Sometimes called “morbid bonding”, addiction to love occurs when feelings of bonding and love become overly obsessive and uncontrollable and turn into a form of illness. How does this happen? And what drives some people to this greedy need for love?
Psychologists and specialists agree that addiction to love is a type of behavioral addiction characterized by excessive attention to a person, which leads to lack of control and abandonment of other interests and activities and may be accompanied by some obsessive-compulsive behaviors that lead in. the wife constantly thinks that the husband will abandon her or vice versa, which increases the bond and makes it more complex.
Pathological connection becomes a problem when pathological behaviors increasingly violate other responsibilities and obligations. The partner feels the compulsive desire to seek love because of strong feelings that start with the need for a sense of belonging that deepens and repeats itself when the partner feels abandoned or rejected.
Relationship disorders can occur in children who have difficulty establishing deep emotional relationships with young people, away from the child’s mother, father or primary caregiver, affecting his ability to express his feelings and his ability to build strong relationships later in life.
When we lose love and respect
Pathological attachment occurs in people who have suffered from childhood problems or who have been subjected to severe psychological trauma or abuse, which has left them lacking the love, belonging, acceptance and self-esteem to seek these feelings from others in instead of them coming from within them.
Physical abuse or repeated abandonment can also be a cause of pathological bonding, as these people lose self-esteem and are unable to distinguish healthy boundaries in relationships.
Psychologist John Bowlby describes bonding as an emotional bond that influences behavior from childhood to old age. And that connection begins in early childhood with our relationship with our parents, the way we behave in relationships, and how we allow ourselves to consciously express our feelings.

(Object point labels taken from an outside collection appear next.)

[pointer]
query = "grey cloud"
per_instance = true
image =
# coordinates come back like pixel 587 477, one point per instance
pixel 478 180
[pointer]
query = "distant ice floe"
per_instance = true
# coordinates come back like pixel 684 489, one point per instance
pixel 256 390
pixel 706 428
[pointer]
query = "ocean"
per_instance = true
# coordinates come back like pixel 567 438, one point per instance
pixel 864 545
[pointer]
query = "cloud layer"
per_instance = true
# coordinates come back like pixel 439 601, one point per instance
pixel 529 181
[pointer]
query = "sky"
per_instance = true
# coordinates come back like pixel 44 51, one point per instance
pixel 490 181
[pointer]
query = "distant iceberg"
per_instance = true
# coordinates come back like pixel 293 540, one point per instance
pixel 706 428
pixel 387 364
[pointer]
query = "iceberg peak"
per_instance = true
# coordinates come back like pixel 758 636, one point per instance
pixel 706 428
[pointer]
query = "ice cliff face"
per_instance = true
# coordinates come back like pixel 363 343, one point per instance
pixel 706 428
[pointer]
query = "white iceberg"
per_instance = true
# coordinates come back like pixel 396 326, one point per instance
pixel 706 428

Early bonding leads to a particular mental pattern of relationships, which continues to shape our interactions with others even after maturity. A pathologically related person tends to place excessive demands on others and may constantly feel an unmet need for emotional exchange and intimacy, regardless of the other person’s feelings or desires.

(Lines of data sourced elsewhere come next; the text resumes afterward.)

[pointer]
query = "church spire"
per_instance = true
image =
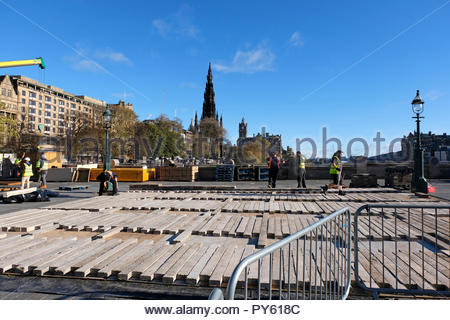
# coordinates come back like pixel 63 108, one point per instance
pixel 209 106
pixel 196 121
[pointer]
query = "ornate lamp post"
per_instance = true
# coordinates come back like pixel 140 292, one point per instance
pixel 107 119
pixel 418 183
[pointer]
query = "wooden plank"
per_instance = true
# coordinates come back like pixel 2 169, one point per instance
pixel 96 264
pixel 240 230
pixel 195 225
pixel 136 267
pixel 171 272
pixel 123 260
pixel 194 275
pixel 8 194
pixel 278 234
pixel 55 261
pixel 257 227
pixel 208 270
pixel 91 252
pixel 190 263
pixel 157 270
pixel 262 239
pixel 230 256
pixel 32 260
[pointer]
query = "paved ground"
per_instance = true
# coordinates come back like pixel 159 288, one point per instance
pixel 442 190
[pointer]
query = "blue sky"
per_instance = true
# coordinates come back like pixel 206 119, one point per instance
pixel 292 66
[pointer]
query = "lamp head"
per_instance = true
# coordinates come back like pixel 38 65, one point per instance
pixel 417 104
pixel 107 117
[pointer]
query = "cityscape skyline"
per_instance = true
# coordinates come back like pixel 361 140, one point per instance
pixel 349 74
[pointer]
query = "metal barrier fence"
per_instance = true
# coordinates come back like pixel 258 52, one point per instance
pixel 399 249
pixel 313 263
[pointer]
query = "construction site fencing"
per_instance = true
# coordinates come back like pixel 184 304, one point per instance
pixel 313 263
pixel 402 249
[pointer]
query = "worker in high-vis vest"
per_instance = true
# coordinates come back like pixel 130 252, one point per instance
pixel 42 167
pixel 336 172
pixel 16 167
pixel 27 173
pixel 273 162
pixel 301 170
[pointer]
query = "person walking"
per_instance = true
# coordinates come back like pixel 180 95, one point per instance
pixel 106 177
pixel 42 167
pixel 16 168
pixel 274 166
pixel 301 170
pixel 336 172
pixel 27 173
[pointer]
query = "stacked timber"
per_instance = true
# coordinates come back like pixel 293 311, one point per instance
pixel 178 173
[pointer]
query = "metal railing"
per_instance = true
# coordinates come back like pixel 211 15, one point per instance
pixel 399 249
pixel 313 263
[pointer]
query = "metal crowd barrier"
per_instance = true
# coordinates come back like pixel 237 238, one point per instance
pixel 313 263
pixel 403 249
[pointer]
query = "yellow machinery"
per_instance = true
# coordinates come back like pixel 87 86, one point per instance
pixel 21 63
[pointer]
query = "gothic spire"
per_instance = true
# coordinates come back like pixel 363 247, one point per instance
pixel 209 106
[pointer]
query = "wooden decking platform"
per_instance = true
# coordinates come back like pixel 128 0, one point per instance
pixel 196 238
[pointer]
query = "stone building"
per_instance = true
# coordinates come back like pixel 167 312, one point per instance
pixel 45 111
pixel 274 140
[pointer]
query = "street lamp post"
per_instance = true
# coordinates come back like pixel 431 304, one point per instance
pixel 107 118
pixel 418 183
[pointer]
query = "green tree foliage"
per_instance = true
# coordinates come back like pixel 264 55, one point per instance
pixel 9 128
pixel 160 137
pixel 254 152
pixel 208 141
pixel 84 135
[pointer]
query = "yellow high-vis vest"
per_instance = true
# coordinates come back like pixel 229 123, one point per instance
pixel 28 170
pixel 334 170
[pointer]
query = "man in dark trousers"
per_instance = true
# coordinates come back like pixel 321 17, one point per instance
pixel 301 170
pixel 274 166
pixel 105 177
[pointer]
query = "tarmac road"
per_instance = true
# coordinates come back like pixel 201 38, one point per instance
pixel 442 190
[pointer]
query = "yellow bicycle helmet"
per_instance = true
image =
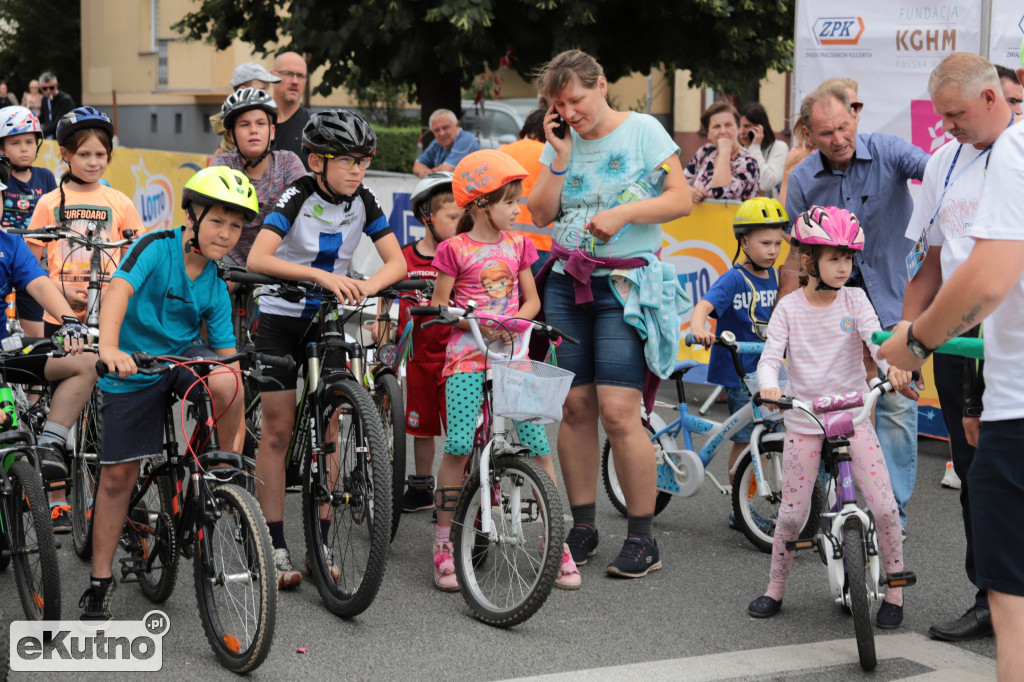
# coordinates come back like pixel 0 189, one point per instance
pixel 220 184
pixel 759 212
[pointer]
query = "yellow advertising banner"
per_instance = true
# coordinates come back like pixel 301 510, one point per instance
pixel 152 179
pixel 701 248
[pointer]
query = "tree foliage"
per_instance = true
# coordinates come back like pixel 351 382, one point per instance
pixel 38 36
pixel 437 46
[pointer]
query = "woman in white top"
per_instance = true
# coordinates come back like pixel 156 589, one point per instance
pixel 757 135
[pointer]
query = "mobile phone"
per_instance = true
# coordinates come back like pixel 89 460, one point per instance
pixel 562 128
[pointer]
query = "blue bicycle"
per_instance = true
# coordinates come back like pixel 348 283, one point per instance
pixel 757 489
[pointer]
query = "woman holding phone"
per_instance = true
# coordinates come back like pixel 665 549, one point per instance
pixel 757 135
pixel 584 171
pixel 722 168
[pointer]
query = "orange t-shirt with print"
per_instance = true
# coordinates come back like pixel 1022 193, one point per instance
pixel 110 211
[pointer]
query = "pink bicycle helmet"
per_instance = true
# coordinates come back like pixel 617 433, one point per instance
pixel 828 225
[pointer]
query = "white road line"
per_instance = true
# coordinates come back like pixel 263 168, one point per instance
pixel 945 662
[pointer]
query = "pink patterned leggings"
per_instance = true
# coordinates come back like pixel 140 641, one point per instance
pixel 801 456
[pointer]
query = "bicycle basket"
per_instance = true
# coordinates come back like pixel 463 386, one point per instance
pixel 752 385
pixel 529 391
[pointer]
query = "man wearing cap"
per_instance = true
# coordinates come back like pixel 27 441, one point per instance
pixel 288 89
pixel 248 75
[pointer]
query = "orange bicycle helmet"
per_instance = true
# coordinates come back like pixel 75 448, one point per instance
pixel 482 172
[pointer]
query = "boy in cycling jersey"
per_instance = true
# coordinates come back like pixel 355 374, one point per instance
pixel 164 292
pixel 742 300
pixel 311 235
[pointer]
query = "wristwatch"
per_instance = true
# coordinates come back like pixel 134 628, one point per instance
pixel 916 348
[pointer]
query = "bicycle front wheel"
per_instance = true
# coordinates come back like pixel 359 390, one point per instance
pixel 236 586
pixel 756 514
pixel 348 522
pixel 85 473
pixel 507 574
pixel 387 397
pixel 34 552
pixel 853 550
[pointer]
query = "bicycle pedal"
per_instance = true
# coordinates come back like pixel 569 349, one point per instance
pixel 901 579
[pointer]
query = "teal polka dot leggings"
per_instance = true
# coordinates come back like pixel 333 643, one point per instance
pixel 464 394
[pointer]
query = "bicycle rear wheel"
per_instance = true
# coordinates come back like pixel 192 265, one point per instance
pixel 387 397
pixel 507 576
pixel 236 586
pixel 34 552
pixel 756 514
pixel 85 474
pixel 347 550
pixel 853 550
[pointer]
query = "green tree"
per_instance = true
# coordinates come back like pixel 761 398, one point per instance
pixel 38 36
pixel 437 46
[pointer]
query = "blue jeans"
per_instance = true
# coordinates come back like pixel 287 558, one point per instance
pixel 896 425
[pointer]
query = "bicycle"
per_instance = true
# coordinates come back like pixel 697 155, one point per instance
pixel 847 542
pixel 339 448
pixel 757 475
pixel 507 527
pixel 196 505
pixel 86 437
pixel 26 530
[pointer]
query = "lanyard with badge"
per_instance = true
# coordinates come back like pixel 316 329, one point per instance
pixel 915 258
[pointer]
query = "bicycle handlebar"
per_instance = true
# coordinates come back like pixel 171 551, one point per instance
pixel 968 347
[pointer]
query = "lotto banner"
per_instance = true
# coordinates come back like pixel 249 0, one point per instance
pixel 1005 44
pixel 153 179
pixel 700 247
pixel 890 49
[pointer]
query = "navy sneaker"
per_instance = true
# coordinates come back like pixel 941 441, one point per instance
pixel 638 557
pixel 583 543
pixel 764 607
pixel 890 615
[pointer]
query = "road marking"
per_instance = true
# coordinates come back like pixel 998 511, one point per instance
pixel 940 662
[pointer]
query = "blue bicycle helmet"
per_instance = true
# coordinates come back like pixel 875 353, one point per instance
pixel 80 119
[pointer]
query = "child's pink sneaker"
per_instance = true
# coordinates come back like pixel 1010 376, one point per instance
pixel 568 574
pixel 444 579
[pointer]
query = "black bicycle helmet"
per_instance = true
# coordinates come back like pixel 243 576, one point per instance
pixel 244 100
pixel 80 119
pixel 337 131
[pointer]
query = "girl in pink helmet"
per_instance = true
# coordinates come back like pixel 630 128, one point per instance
pixel 821 329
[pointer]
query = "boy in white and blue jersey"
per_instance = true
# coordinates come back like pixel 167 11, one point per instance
pixel 311 235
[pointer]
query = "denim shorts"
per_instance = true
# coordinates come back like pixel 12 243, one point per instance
pixel 736 398
pixel 610 352
pixel 996 483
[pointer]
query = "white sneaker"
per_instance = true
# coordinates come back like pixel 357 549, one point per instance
pixel 950 479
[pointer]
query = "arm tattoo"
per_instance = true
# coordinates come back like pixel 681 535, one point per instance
pixel 967 322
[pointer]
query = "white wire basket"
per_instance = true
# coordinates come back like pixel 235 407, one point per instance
pixel 526 390
pixel 752 384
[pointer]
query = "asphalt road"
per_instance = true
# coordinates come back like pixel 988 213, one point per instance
pixel 687 621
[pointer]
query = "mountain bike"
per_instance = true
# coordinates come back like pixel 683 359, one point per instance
pixel 196 505
pixel 84 441
pixel 847 543
pixel 757 488
pixel 507 526
pixel 339 448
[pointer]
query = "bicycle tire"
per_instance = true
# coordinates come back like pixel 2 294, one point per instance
pixel 35 554
pixel 241 547
pixel 508 584
pixel 749 508
pixel 348 565
pixel 853 551
pixel 614 488
pixel 85 473
pixel 150 522
pixel 387 397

They also become very worried about the separation, as they suspect that the other party may abandon them at any moment, which pushes them into a kind of one-sided relationship, in which they put all their feelings and want the other party to constantly receiving and exaggerated care and caress in return.
Love is never satisfying
Normal people tend to return mutual love, while people who are pathologically attached to other people can neither give, nor care for the other, whether in friendship, love or marriage, nor show any interest in caring for people other.
Relationships for them are nothing but a way to satisfy their unmet needs. In addition, satisfying love is often motivated by the idealism of the loved one and his ability to meet the expectations of the party involved.
Addiction to love brings these feelings as much as possible, as it makes a person focus on his loved ones as if they were something he possesses, not allowing them to interact with other people, to go somewhere without their company, or even think of others.
To date, pathological attachment or love addiction has not been included in the Diagnostic and Statistical Manual of Mental Disorders. However, this obsessive love can be an indicator of other psychological problems and disorders, so if a person suffering from pathological love can not control the general symptoms he feels, he has difficulty in regulating his feelings, which can lead to more violent disorders and behaviors.
Other features of pathological love
- True love involves accepting the other person while acknowledging one’s own shortcomings, while pathological love makes the person not see and accept the other person’s shortcomings.
- People who are pathologically attached to the other party refuse to end the relationship, no matter how incompatible it may seem, and it is very difficult to convince them of the idea of abandoning the other party, it may even threaten the other party if he tries to ‘end the relationship.
- The pathological connection can sometimes involve an inactive relationship, such as that of a person with a celebrity or with a stranger they do not know.
- Refusal to listen to the other person’s feelings and refusal to accept any boundaries he tries to create.
- Extremely preoccupied with the relationship all the time.
How is pathological attachment treated?
Attachment therapy focuses on identifying and addressing the cause of obsessive thoughts and feelings. For example, a person may need certain medications to control illusions and negative thoughts. He may need to dismantle those feelings and dismiss them with the other party to avoid the obsessive fear of abandonment. In addition, it is preferable to use family therapy or to help the individual replace positive, constructive thinking with negative illusions.
For many people, therapy is the key to managing obsessive feelings and developing healthy relationships. The therapist often helps to unravel the traumas and events of the past that caused the bond and lay the foundation for a healthier relationship.
It is always difficult to take the first step to breaking a pathological bond because the threat of loneliness frightens the emotionally bound partner, but it is important to focus on your desire to be happy and relaxed. Once you are honest with yourself, you can take action to promote that happiness without relying on anyone else. The diary can also be a good way to confront yourself, monitor thoughts, and write down everything you need to find your emotional peace.